Ehmedexani fue el creador de este relato, donde el pueblo kurdo, y el Kurdistán, son representados por una pareja de enamorados.


Más que los Romeo y Julieta del Kurdistán, la imposibilidad de un pueblo de gobernar su propia tierra.

Después de varios días sin poder escribir nada -cosas del trabajo-, o simplemente, sin muchas ganas de ello, he decidido escribir un poco sobre lo que llamaríamos la cultura nacional del pueblo kurdo. Para ser más exacto, de su literatura. Por literatura kurda, se podría hablar tanto desde un punto de vista más estricto -obras literarias de todo tipo escritas en cualquiera de los dialectos de la lengua kurda-, o amplio -todo lo escrito por kurdos, y que representen, aunque sea de forma semi-oculta, secundaria, temáticas, personajes o influencias culturales kurdas, aunque sea en otras lenguas-. Sobre lo de "amplio", viene a cuento porque una parte importante de todo lo escrito por kurdos lo ha sido en árabe, en persa o en kurdo. O en los últimos años, en lenguas occidentales donde los kurdos han emigrado en las últimas décadas, o donde han estudiado o trabajado temporalmente: alemán, inglés, ruso, sueco...

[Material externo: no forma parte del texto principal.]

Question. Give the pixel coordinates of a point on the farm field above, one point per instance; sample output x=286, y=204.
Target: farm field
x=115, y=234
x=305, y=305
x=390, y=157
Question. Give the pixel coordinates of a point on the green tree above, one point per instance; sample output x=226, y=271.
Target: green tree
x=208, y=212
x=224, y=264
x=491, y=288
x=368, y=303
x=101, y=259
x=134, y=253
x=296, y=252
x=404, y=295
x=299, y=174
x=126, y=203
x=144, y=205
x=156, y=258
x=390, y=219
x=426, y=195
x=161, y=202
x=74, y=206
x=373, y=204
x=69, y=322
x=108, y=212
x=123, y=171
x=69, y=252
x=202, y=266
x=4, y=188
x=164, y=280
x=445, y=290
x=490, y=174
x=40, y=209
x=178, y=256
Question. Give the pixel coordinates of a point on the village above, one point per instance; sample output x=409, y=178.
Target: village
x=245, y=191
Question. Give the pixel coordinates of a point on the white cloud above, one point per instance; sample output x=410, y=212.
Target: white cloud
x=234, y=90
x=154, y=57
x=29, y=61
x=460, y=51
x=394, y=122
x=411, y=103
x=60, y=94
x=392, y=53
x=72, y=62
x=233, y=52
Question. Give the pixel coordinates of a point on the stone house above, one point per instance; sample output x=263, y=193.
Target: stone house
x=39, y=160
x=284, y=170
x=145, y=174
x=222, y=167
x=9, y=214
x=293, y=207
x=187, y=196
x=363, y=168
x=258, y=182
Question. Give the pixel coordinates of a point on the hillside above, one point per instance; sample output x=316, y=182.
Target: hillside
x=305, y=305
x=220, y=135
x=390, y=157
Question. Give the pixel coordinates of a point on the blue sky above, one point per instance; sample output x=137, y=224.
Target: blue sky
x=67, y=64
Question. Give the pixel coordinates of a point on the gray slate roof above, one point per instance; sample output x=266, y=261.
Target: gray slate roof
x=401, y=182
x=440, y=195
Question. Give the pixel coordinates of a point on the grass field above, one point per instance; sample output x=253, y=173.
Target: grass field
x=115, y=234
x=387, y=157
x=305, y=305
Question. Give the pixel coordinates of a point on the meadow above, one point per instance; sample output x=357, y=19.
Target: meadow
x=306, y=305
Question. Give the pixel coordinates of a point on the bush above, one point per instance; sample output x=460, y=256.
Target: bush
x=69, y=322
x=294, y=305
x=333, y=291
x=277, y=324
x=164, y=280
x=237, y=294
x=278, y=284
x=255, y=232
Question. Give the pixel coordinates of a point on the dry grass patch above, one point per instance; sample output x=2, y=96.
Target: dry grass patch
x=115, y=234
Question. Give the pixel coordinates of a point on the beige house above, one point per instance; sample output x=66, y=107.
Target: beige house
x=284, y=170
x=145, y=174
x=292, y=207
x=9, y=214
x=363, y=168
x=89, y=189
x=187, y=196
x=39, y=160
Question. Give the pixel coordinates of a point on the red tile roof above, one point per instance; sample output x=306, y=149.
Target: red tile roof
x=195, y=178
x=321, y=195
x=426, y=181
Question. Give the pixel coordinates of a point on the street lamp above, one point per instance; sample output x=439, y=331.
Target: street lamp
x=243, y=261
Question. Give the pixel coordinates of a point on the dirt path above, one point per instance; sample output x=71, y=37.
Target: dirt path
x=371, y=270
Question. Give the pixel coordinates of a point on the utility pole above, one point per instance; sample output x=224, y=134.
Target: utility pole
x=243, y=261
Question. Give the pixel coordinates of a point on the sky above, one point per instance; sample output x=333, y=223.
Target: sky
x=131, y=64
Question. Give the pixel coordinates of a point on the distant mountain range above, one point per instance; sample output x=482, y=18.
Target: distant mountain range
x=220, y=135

En este caso, se trata de la considerada epopeya nacional kurda, escrita, como casi todas las epopeyas de cualquier pueblo, en verso -o en prosa poética, que es casi lo mismo-: "Mem û Zîn", o simplemente "Mem y Zin", el nombre de sus protagonistas.
La historia de estos dos desgraciados enamorados -una figura, o más bien una pareja de ellas, que se pueden encontrar en casi cualquier cultura humana, antigua o actual- parece estar basada en un hecho real, y fue transmitida de generación en generación de forma oral, contándose entre miembros de la misma familia, o de clanes o tribus -normalmente nómadas o seminómadas, pastores o ganaderos que se movían con sus animales sobre amplios territorios, y que acababan siempre encontrándose con otros miembros de su pueblo con costumbres y economía ganadera idénticas a ellos-, hasta que, lo que debió ser, en un principio, una pareja de enamorados que no pudieron vivir juntos por desavenencias de sus familias, acabó siendo una historia adornada con todo tipo de detalles, llena de romanticismo y dramatismo y que, finalmente, acabó siendo un clásico de la literatura y el folclore kurdos. Sobretodo, cuando dejó de ser una historia únicamente oral -y con todas las versiones que eso conlleva-, para ser un texto escrito, en verso, y de forma tan atractiva y lírica como patriota. De ser sólo material de trabajo y expresión artística de los dengbej -trovadores profesionales, algunos más modestos, que iban de pueblo en pueblo; otros, mejor posicionados socialmente, protegidos por nobles o grandes comerciantes. En ambos casos, figuras que se pueden encontrar en multitud de culturas-, o los xirôkbej -contadores de cuentos, también más o menos profesionales; es posible que algunos, más que contar, fueran rapsodas que recitaban en verso-, pasó a ser, también, una obra escrita.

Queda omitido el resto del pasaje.